Beyond 2021 – transforming the Census
The 2021 Census will be the UK’s first predominantly online census. For future decades ONS is exploring the possibility of a Census based on linking together administrative data supported by survey information.
Becky Tinsley reflects on how ONS is refining its approach to gathering and using administrative data – information people have already supplied to other government bodies – to produce census-type outputs.
In February, we talked about our aim of putting together a census based on combining administrative data and surveys. We call this an Administrative Data Census.
To understand how well we’re progressing towards this, we carry out an assessment each year. Today we’ve published our second annual assessment.
Our assessment is made against the following five high-level criteria:
These criteria reflect what needs to be in place for the Office for National Statistics (ONS) to move to an Administrative Data Census.
Figure 1 shows the assessment we’ve published today. It shows where we were last year, where we are now and where we expect to be by 2023. Understanding where we expect to be by 2023 is important as that’s when the National Statistician will make the next recommendation about the future of the census and population statistics.

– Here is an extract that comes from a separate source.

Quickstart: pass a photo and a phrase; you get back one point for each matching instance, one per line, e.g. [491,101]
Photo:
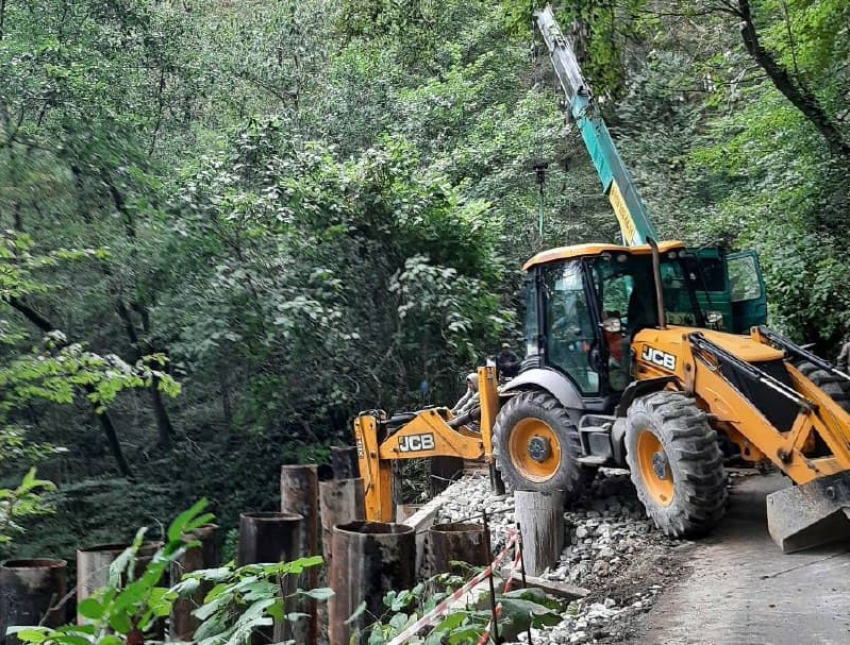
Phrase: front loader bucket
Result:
[805,516]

Our expected assessment shows the real potential to move in a different direction after the next census in 2021. We also show the direction of our progress from last year, and the progress we expect to make in the coming year.
Figure 1. Overall assessment against five high-level criteria
The major change from last year’s assessment is on access to data. This is due to the Digital Economy Act 2017 being passed into law in April 2017.
The Act gives ONS a right of access to information held by government departments, other public bodies, charities and large and medium-sized businesses, for statistics and research purposes. This is an important step forward in our ability to access the range of data needed to produce Administrative Data Census outputs.
While this is the only criteria we’ve changed our assessment for since 2016, we’ve made good progress towards improving our assessment for other criteria. In our previous blog we talked about the progress we have made in:
- Improving the accuracy of administrative data-based population estimates through improved linking, use of new data sources and improved methodology
- Producing new estimates on the number of occupied addresses (households) and estimates of personal income direct from administrative data sources
One of our biggest challenges will be to produce outputs about the characteristics of our population and housing stock.
The ten-yearly census produces vital information on a range of topics (such as ethnicity, labour market, education, health) to plan services, evaluate policy and allocate resources. In the last year, we’ve explored what administrative data is available for each of the census topics. We’ve made an initial assessment of the coverage (how much of the population is covered) and the quality (how closely does the administrative data meet the user need) of each topic, as shown in figure 2.
For some topics (such as age, sex, accommodation type and number of bedrooms), administrative data is available that covers the majority of the population and is closely related to the user need. For example, almost all of the data sources we have access to include date of birth and sex. These include the NHS Patient Register, Department for Work and Pensions (DWP) Customer Information System data and School Census data. The Land Registry and Valuation Office Agency data sources both include ‘type of property’ and ‘number of bedrooms’ information that covers most of the housing stock in England and Wales. We therefore expect to be able to produce our outputs directly from administrative data for topics like these.
For other topics (such as the amount of unpaid care provided), there is very limited administrative data available. We would expect to rely more heavily on surveys to produce these outputs.
Figure 2. Quality assessment of census topics from administrative sources
Our plans for the next year build on this ground work. We’ll continue to demonstrate the potential for an Administrative Data Census to produce outputs that meet information needs by publishing more Research Outputs.
We’ll also work closely with data suppliers to access data sources through the new powers in the Digital Economy Act 2017. The Act will enable us to make progress against the other high-level criteria over the coming years and building those relationships with suppliers will be crucial if we want to move to an Administrative Data Census post 2021.